午年に思いを込める「駆け抜ける力」 2026年1月号
あけましておめでとうございます。2026年午年がスタートしました。
古来より「午」は力強く駆け抜け、困難を乗り越える象徴とされてきました。
皆さまにとっても、この一年は疾走する馬のように、課題を恐れず前進し、未来を切り拓く年となることを祈願いたします。
さて、馬と言えば食べる馬肉と連想しそうな私がいますが、午年にその発想は申し訳ない気持ちもありますので、少し反省し、やはり、競走馬、ばん馬、農耕馬辺りが身近に感じられる存在でしょうか。今年は競走馬のように一気に駆け抜ける年になるのか、ばん馬や農耕馬のように力強く実りをはぐくむ年になるのか、果たしてどちらになるでしょうか。いずれにしても、午年の思いにあやかりながら、「跳ねる、駆ける、達成する」をキーワードに、目標と達成に向けて進んでいきましょう。
『疾病だけに囚われない疾病のコントロール』
昨年もPRRS、PCV2型、PED、インフルエンザ、豚熱等々、疾病群の影響に悩まされた農場は少なくないと思います。そこに、暑さ、寒さ、寒暖差、乾燥、多湿と言った気候変化、設備面の老朽化、糞尿処理の課題、従業員確保の困難、種豚選択の課題等々、疾病以外の副要素も絡むことでその悩みは増加されます。

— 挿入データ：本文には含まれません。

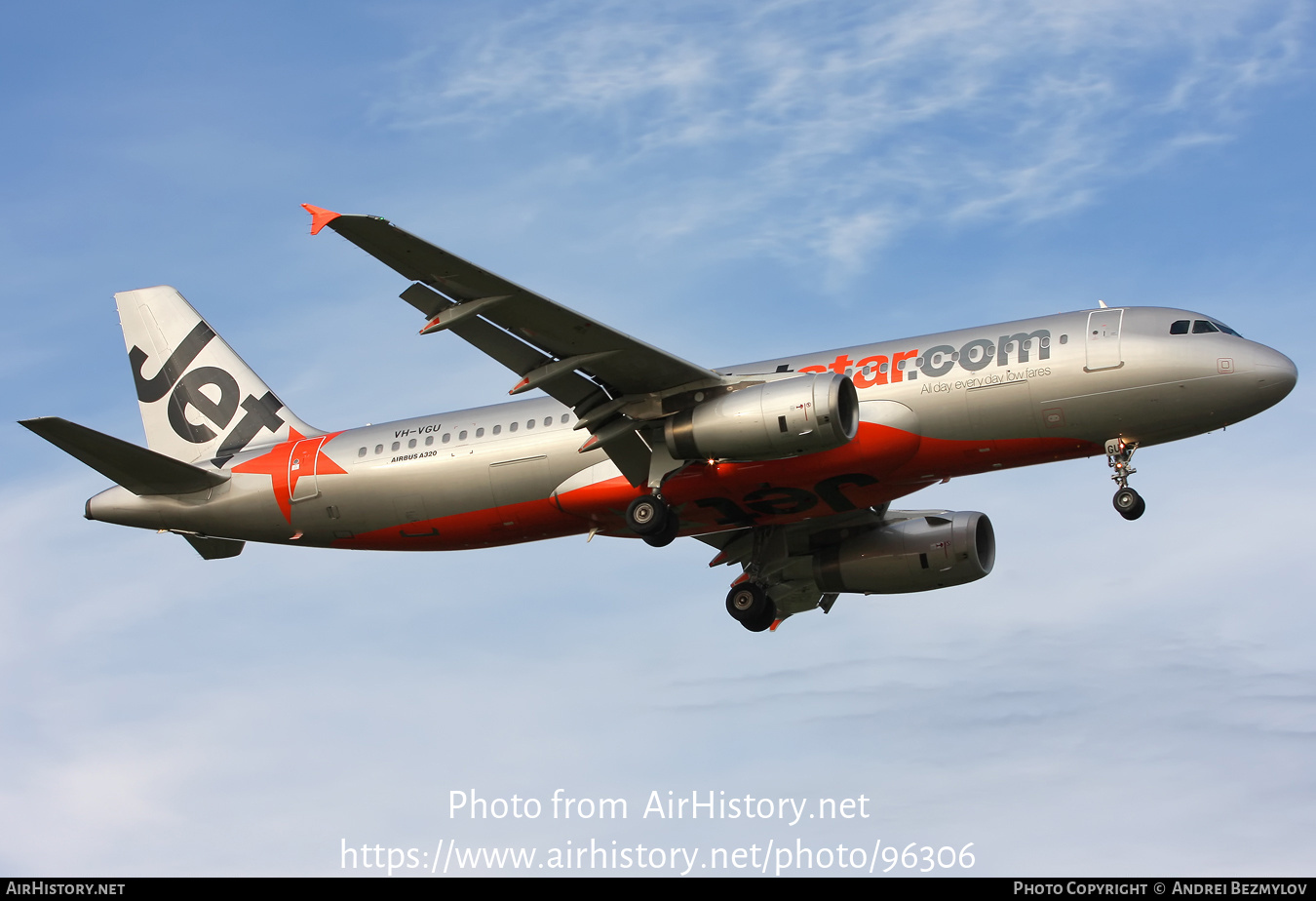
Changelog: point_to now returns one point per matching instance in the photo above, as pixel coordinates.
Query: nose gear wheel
(1119, 456)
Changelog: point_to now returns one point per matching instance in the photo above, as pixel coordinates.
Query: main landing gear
(651, 519)
(751, 607)
(1119, 453)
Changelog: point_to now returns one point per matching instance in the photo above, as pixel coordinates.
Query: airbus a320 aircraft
(786, 466)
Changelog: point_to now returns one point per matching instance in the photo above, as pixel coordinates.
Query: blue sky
(730, 183)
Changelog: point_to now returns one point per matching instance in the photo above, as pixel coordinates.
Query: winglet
(319, 216)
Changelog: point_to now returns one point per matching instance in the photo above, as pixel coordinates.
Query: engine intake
(769, 421)
(914, 555)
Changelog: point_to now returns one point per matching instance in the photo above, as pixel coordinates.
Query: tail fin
(199, 399)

疾病群ではウイルス疾病だけではなく、ヘモフィルス、マイコプラズマ、グレーサー、レンサ球菌、パスツレラ、サルモネラ、ローソニア、クロストリジウム、病原性大腸菌、豚赤痢等の関与も目立ち、その混合感染や複合感染による症状悪化、成績低迷も聞かれていました。さらに、使用しているワクチンの効果も今までとは違う?抑えられていない?と言った声や、使用している薬剤(飼料添加、飲水、注射)についても、使用した効果が見られない、衛生費や手間だけが増えていくと言った声も聞かれました。

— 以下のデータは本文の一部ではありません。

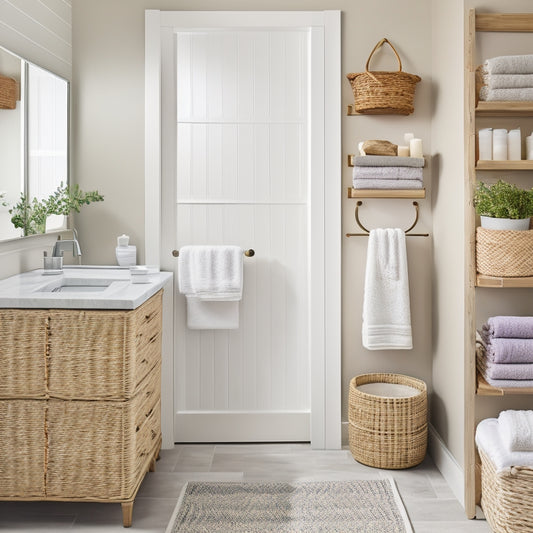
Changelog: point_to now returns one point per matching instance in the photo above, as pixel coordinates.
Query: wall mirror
(34, 140)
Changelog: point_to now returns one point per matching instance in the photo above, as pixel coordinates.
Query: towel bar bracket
(367, 232)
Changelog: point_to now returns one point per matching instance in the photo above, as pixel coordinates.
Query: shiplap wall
(39, 31)
(241, 179)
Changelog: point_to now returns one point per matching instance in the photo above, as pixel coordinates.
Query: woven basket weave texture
(387, 432)
(504, 253)
(383, 92)
(507, 497)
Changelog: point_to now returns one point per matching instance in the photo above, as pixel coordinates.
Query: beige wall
(41, 33)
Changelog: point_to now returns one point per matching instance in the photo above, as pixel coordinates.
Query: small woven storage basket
(507, 497)
(504, 253)
(9, 93)
(388, 432)
(383, 92)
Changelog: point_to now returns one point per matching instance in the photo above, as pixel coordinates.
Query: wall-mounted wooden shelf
(503, 283)
(386, 193)
(504, 109)
(504, 165)
(484, 389)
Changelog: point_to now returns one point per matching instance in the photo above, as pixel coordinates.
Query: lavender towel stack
(387, 172)
(508, 354)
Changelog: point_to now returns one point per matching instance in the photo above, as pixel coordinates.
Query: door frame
(325, 278)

冒頭でも申し上げましたが、2026年午年は課題を恐れず前進し、未来を切り拓く年とならなくてはいけません。疾病を軽視してはいけませんが、疾病に囚われ過ぎない、疾病優先の落とし穴に陥らない経営が求められると思います。先月12月号でご紹介した『基礎管理の見直しと原点への帰還』はこのことにも役立つと思います。足し算ばかりの管理を少し整理(引き算)し、疑問の思う心と知恵を養いながら、基本の管理を、基本の生理を、見直す年にしていきましょう。
『熊、イノシシ、酷暑、寒波』
昨年の夏季は記録的猛暑となりました。高温多湿の影響をもろに受けた生産者は多いと思います。さらに、東北、関東ではツキノワグマ、北海道ではヒグマの被害が過去最多となった年でした。私がよく伺う東北の農場では、豚舎の被害だけでなく、従業員の生命にも関わる問題となっています。

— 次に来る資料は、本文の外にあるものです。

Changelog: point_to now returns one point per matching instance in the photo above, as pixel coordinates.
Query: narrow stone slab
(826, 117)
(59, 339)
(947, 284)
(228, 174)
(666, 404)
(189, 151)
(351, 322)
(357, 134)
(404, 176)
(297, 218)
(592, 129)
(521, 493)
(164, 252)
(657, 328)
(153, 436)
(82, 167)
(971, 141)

全国では豚熱陽性のイノシシの増加も懸念されています。豚熱の発生がいまだ危ぶまれる中、農場近辺でのイノシシの存在は決して油断は出来ません。又、熊やイノシシでなくても、農場にとってはネズミ、カラス、タヌキ、ハクビシン、ハエ、蚊、ダニ、ノミも大敵です。これらは、疾病の運び屋、伝染病の運び屋となるだけでなく、畜舎の老朽化促進、無駄な衛生費の上昇、火災の危険度上昇にもなる厄介な存在です。
2026年午年がスタートしました。皆さまの健康と健勝をご祈願いたします。農場毎に掲げた課題の解決、決めた目標のゴールまで、「駆け抜ける力」をキーワードに、邁進してください。